Wendy MacDermott isn’t your typical sales rep because she doesn’t sell stuff.
Today she’s selling an idea.
As the executive director of southwestern New Brunswick’s branch of the United Way, MacDermott has spent the past year overseeing the evolution of one of the region’s most-high profile charities into a more entrepreneurial organization. “We have done things one way for 50 years,” she says. ”We are now making fundamental investment decisions based on key principals: innovation, collaboration and partnerships.”

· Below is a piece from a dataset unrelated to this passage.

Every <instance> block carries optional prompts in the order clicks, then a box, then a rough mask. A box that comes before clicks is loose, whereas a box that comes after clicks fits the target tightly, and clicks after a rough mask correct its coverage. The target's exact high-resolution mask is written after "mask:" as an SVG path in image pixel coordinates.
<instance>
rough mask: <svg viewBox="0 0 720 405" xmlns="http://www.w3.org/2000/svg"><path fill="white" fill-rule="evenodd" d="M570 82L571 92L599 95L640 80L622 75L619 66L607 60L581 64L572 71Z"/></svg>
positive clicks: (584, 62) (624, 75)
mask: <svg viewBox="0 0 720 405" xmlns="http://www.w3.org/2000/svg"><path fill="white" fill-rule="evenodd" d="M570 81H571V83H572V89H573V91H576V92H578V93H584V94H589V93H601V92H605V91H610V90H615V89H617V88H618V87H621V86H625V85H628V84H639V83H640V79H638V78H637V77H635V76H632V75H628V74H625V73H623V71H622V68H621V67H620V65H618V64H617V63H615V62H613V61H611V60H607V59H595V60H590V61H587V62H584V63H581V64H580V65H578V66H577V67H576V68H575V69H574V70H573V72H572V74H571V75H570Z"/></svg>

For some that might mean creating a social enterprise, which is a company with both a social mandate and a commercial revenue source. For others, it means adopting business principles into their charitable operations. The latter is how MacDermott would describe her United Way branch, which grants around $1 million annually. “The United Way is now behaving more like a Social Enterprise than we did in the past,” she says, “but I don’t think we are going to get in the business of creating a product to sell in order to develop a revenue stream. We can, though, choose to see our gifts as investment rather than donations.”
That evolution is born of a desire by MacDermott and her board to be able to measure the United Way’s impact in the communities it serves from Sussex to St. Stephen, N.B., including the city of Saint John. It is also increasingly what United Way donors wants too.“The monies that we steward on behalf of 5,000 donors are social investments,” she says. “They are not just charitable. We have to make the best investment decisions. Leaders are asking for more transparency.”

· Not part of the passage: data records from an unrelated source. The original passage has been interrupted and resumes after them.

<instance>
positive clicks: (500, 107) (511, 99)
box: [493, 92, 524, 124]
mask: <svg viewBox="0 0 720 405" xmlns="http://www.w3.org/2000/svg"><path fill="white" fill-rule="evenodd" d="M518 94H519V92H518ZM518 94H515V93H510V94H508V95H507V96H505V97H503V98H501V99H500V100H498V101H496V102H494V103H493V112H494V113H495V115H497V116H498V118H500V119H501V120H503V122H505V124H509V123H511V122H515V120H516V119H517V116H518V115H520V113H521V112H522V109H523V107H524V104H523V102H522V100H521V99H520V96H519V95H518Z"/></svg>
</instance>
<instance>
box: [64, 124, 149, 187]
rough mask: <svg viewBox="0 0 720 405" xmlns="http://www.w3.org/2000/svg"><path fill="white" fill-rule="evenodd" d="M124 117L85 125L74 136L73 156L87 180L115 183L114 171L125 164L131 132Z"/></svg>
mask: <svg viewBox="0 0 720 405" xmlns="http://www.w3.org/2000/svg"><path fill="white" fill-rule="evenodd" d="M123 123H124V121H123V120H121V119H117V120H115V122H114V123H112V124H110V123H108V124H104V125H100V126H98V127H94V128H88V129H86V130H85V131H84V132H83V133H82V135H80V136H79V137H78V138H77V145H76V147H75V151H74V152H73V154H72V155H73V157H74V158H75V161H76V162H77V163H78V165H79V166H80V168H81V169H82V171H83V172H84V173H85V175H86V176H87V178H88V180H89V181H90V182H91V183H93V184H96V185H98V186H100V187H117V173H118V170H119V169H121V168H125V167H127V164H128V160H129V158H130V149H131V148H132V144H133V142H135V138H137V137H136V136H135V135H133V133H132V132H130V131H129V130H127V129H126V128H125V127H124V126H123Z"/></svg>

It’s called a social return on investment, which places the emphasis on outcomes, rather than the financial returns sought by traditional business investors. For example, if the United Way invests in an early childhood non-profit, MacDermott says the board will expect tangible results, in this case school readiness. “If [the children] are not arriving at kindergarten ready to learn then we’d move the investment elsewhere.”
The Saint John region, with its growing IT and start-up community, provides MacDermott with a template and, she hopes, volunteers and donors to help drive fundraising, growth and community impact. McDermott wants to see more people direct those skills to help solve significant social problems, including illiteracy, poverty, domestic abuse and seniors care. Here’s her pitch: “In addition to making a modest return, you help the community…There is more to it than just giving to charity, she says. “You are helping to start a social enterprise. That is bold and visionary.”
Consider the story of The Hospice Shoppe, a consignment store run by volunteers, with revenues going directly to Hospice Saint John and its 10-bed palliative care home on the city’s west side. “United Way used to provide a lot of funding,” says MacDermott, “but they don’t need us anymore.”
It’s the same story with Voila: Saint John’s Green Cleaning Team, which arose from the Saint John Learning Exchange,got some initial funding from the United Way and is now self-sustaining. Now it’s the United Way purchasing services from them.
“We want to invest in healthy strong, effective, non-profit organizations,” says MacDermott. “We want to help non-profit leaders to be really innovative and effective.”